The Master Plan calls for procuring 2.4 gigawatts of offshore wind power by 2030. (David_Kaspar/Pixabay)
The Master Plan calls for procuring 2.4 gigawatts of offshore wind power by 2030. (David_Kaspar/Pixabay)
January 30, 2018

NEW YORK – New York state on Monday released the first-in-the-nation Offshore Wind Master Plan. The plan starts the process of procuring at least 800 megawatts of offshore wind power over the next two years. The goal is to increase that to 2.4 gigawatts by 2030.

With only one, small wind farm currently operating off Block Island, the U.S. is far behind some other nations in developing offshore wind.

According to Joe Martens, director of the New York Offshore Wind Alliance, the master plan is an important step toward getting that industry off the ground in New York and the nation as a whole.

"It is an industry that is waiting to be built and New York has spent the last two years putting together a roadmap that explores every facet of the industry," he explains.

The New York State Energy Research and Development Authority (NYSERDA) estimates that in 10 years, offshore wind will be a $6 billion industry, employing 5,000 people.

New York's Clean Energy Standard calls for getting half of the state's electric power from renewable sources within the next 12 years. Offshore wind will be about one-third of that power, so Martens says achieving the master plan's procurement goals is critical.

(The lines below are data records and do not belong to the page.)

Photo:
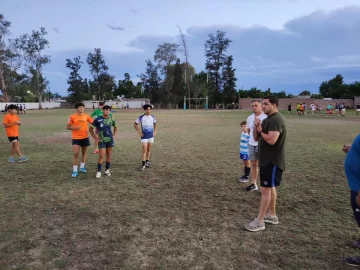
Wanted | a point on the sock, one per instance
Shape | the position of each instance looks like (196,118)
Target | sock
(247,171)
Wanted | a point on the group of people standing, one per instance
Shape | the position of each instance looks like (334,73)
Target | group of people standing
(103,129)
(262,149)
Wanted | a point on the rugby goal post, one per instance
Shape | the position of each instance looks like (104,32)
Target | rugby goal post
(206,105)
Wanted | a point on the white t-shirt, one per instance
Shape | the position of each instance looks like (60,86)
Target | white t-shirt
(250,125)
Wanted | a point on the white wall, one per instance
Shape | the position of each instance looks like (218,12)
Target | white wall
(133,104)
(33,105)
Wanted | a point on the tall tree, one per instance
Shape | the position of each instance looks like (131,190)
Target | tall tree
(178,83)
(215,49)
(229,79)
(97,66)
(151,82)
(4,31)
(33,47)
(76,84)
(184,49)
(165,55)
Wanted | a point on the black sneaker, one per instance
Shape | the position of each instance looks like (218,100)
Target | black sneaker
(244,179)
(353,261)
(252,187)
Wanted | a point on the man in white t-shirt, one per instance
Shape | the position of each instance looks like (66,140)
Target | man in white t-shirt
(253,145)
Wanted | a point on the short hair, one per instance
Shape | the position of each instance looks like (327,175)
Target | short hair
(79,104)
(273,100)
(255,100)
(12,106)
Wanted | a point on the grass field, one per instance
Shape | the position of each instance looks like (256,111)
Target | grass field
(187,211)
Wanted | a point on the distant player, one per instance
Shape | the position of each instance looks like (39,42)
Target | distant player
(11,124)
(244,152)
(105,137)
(96,113)
(78,123)
(147,134)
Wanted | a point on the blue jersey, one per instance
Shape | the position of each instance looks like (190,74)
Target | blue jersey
(352,165)
(147,125)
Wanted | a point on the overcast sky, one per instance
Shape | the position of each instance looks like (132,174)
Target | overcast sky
(290,45)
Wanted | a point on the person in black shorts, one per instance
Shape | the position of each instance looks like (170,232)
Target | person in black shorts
(271,134)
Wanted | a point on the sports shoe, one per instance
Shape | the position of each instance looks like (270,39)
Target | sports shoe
(243,179)
(252,187)
(23,159)
(83,170)
(353,261)
(271,219)
(255,226)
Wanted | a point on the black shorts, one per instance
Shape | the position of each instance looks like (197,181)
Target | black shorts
(81,142)
(13,139)
(270,175)
(355,207)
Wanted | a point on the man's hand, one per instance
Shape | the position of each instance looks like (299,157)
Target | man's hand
(259,128)
(257,122)
(346,148)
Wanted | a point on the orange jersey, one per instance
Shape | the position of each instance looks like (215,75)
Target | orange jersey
(12,131)
(80,121)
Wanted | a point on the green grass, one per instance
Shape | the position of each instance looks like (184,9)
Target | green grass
(187,211)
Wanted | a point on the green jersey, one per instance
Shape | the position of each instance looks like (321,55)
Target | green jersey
(103,126)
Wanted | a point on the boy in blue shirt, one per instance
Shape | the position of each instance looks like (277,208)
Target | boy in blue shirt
(352,172)
(147,134)
(244,152)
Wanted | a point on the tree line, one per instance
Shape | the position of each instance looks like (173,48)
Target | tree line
(166,79)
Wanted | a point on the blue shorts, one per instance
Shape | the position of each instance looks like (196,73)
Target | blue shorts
(106,144)
(244,156)
(355,207)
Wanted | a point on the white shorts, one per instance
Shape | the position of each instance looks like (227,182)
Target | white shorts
(151,140)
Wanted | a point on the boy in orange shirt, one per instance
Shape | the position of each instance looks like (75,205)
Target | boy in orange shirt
(11,123)
(78,123)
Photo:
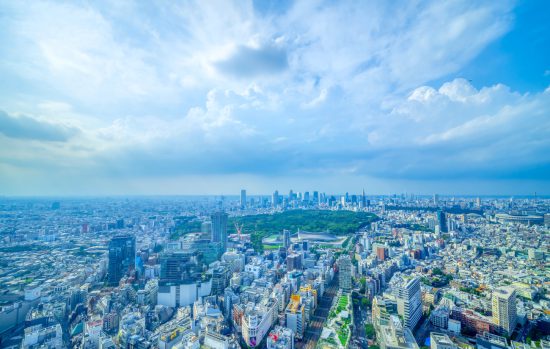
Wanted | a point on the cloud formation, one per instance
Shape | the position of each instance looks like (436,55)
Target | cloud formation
(24,127)
(247,89)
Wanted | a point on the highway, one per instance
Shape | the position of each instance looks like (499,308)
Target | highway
(315,327)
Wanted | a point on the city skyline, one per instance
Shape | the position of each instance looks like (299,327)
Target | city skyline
(208,98)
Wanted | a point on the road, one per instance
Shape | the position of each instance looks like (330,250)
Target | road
(315,326)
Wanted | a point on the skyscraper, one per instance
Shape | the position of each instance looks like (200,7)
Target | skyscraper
(286,239)
(219,229)
(363,199)
(504,309)
(275,198)
(243,198)
(441,220)
(409,299)
(122,255)
(344,273)
(179,267)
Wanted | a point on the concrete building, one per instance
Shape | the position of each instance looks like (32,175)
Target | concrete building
(409,299)
(295,316)
(504,309)
(219,229)
(441,341)
(280,338)
(122,256)
(344,270)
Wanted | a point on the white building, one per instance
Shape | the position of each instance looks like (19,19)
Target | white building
(504,309)
(280,338)
(257,319)
(441,341)
(183,295)
(409,299)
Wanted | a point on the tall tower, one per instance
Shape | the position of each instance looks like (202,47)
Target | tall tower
(275,198)
(409,300)
(122,257)
(286,239)
(344,272)
(363,199)
(504,309)
(219,229)
(243,198)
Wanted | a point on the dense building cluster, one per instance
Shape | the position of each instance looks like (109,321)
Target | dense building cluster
(167,273)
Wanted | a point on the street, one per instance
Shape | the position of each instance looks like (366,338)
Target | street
(315,327)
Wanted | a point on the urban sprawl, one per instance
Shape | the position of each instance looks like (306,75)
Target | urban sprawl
(295,270)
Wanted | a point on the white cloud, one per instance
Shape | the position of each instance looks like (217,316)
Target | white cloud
(217,84)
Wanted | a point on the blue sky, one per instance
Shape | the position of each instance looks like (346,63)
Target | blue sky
(210,97)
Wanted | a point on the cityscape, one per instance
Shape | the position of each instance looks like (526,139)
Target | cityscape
(398,271)
(275,174)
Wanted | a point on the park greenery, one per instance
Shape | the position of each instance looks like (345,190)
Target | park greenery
(335,222)
(263,225)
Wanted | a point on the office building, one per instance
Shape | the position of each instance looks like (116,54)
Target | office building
(280,338)
(344,273)
(504,309)
(409,299)
(286,239)
(295,316)
(441,341)
(275,198)
(180,281)
(243,198)
(294,262)
(122,256)
(219,229)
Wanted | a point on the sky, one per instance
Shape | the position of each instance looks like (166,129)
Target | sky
(208,97)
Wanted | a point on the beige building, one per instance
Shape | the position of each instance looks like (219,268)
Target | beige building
(504,309)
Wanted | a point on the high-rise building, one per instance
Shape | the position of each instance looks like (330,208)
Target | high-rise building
(363,202)
(122,256)
(179,267)
(275,198)
(504,309)
(295,316)
(294,261)
(441,220)
(441,341)
(219,229)
(181,282)
(243,198)
(409,299)
(286,239)
(344,272)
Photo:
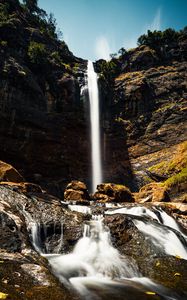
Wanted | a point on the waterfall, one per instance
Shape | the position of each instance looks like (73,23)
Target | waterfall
(163,232)
(95,128)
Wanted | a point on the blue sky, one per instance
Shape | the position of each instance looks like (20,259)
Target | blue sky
(95,28)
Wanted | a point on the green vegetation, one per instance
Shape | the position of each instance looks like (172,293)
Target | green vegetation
(156,39)
(109,69)
(37,53)
(3,13)
(176,179)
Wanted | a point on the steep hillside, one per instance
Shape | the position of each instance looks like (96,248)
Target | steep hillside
(42,121)
(149,103)
(44,128)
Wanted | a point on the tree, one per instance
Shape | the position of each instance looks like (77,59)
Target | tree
(37,53)
(31,5)
(122,51)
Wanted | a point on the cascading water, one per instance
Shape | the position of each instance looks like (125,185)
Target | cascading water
(95,127)
(164,237)
(97,270)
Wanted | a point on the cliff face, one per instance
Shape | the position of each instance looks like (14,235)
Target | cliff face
(44,128)
(149,102)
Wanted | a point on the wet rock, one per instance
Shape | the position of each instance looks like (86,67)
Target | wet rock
(76,190)
(152,192)
(23,187)
(152,262)
(110,192)
(18,259)
(9,173)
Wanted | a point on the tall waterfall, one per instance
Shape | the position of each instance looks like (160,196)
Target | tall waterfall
(95,128)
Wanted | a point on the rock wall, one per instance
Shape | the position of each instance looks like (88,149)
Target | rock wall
(148,104)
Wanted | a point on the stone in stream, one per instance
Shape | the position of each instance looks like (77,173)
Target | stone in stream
(110,192)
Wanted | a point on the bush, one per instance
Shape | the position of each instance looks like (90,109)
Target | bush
(37,53)
(155,39)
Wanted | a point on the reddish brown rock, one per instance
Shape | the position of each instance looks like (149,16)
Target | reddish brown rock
(24,187)
(76,190)
(9,173)
(152,192)
(110,192)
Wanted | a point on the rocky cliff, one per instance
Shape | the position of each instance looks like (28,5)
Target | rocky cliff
(44,128)
(148,104)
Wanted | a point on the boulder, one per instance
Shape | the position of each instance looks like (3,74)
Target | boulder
(23,187)
(9,173)
(76,190)
(110,192)
(152,192)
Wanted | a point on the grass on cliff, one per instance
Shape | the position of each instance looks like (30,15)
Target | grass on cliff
(175,168)
(176,179)
(175,165)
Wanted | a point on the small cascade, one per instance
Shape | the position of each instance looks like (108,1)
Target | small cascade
(164,237)
(95,126)
(80,208)
(93,256)
(97,270)
(41,234)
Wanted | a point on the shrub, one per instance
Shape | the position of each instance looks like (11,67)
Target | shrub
(37,53)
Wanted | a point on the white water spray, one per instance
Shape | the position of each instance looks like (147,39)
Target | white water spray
(95,128)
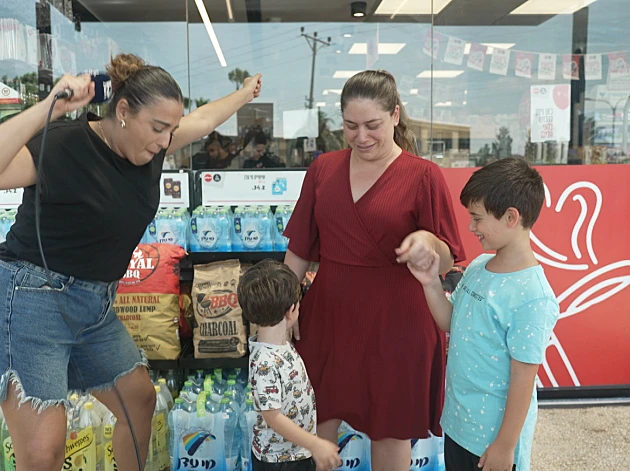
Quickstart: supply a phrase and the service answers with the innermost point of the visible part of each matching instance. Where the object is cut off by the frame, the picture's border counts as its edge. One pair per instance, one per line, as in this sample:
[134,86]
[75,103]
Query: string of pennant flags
[454,53]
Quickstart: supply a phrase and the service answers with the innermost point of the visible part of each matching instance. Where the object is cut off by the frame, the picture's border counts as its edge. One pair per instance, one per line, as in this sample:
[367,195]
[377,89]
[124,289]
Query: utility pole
[315,44]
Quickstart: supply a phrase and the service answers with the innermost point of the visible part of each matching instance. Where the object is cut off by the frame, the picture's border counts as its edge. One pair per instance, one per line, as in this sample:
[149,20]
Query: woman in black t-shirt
[99,191]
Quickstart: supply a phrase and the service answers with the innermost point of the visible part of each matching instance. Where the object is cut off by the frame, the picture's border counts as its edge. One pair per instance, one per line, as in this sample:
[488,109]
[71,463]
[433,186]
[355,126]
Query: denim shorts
[59,338]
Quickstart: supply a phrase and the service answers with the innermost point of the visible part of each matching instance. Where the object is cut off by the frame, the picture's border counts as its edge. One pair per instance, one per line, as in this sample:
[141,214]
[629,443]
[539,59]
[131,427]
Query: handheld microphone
[102,89]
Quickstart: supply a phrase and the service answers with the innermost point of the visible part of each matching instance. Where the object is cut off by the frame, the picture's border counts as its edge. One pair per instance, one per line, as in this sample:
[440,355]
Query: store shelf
[251,257]
[187,361]
[164,364]
[191,363]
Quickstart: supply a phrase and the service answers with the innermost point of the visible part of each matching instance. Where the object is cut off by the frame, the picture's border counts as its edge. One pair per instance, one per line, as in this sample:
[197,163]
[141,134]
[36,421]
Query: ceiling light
[228,4]
[491,47]
[358,9]
[213,37]
[345,73]
[410,7]
[545,7]
[440,74]
[383,48]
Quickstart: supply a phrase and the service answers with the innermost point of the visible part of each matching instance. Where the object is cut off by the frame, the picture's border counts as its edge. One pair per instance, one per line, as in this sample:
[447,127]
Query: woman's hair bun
[123,67]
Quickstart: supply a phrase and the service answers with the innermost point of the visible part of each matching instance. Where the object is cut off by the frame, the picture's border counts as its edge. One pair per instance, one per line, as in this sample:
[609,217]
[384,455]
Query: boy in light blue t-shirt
[500,320]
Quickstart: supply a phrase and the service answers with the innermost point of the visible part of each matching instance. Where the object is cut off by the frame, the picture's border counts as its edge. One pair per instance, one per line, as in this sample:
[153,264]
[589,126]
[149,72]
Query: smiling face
[493,233]
[368,129]
[148,131]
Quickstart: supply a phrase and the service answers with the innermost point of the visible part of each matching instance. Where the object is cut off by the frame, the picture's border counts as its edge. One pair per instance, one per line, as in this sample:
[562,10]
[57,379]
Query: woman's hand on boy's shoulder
[326,455]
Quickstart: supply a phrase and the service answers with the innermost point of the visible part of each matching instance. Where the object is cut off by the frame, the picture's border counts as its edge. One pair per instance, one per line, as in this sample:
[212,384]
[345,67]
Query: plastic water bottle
[354,449]
[213,400]
[90,419]
[161,435]
[109,422]
[246,423]
[219,383]
[423,454]
[439,445]
[230,417]
[8,456]
[265,223]
[188,391]
[171,382]
[241,378]
[178,423]
[165,393]
[236,394]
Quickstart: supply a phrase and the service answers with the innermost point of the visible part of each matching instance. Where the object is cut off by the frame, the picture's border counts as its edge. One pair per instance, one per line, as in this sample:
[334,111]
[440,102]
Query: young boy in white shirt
[285,437]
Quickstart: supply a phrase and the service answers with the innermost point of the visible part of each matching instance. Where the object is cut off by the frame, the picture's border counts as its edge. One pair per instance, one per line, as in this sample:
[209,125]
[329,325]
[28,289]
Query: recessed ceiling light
[406,7]
[491,47]
[383,48]
[440,73]
[345,73]
[555,7]
[358,9]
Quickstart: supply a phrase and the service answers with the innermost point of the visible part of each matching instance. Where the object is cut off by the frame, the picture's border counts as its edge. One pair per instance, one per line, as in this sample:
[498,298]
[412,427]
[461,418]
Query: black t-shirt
[95,205]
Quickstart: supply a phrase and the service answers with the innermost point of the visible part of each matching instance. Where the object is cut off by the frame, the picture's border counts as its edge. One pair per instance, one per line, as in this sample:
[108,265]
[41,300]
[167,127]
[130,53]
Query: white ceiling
[457,12]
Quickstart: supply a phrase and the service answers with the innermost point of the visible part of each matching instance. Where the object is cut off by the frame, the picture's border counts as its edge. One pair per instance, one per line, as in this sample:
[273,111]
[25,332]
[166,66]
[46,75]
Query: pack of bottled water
[170,226]
[252,229]
[210,229]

"If those are actually realized by the 2030 date then New York stands an excellent chance of meeting the 50 percent renewable-energy goal by 2030," he says.

Gov. Andrew Cuomo is committing $15 million to train a clean-energy workforce and develop the port infrastructure necessary for offshore wind development.

The master plan is backed by more than 20 scientific studies and industry analyses, providing a solid foundation of research for launching an industry that Martens believes is critical to the country's energy future.

"New York has really leapt to the forefront by being so comprehensive in its approach here so time will tell, but I think this was a really excellent first step," he adds.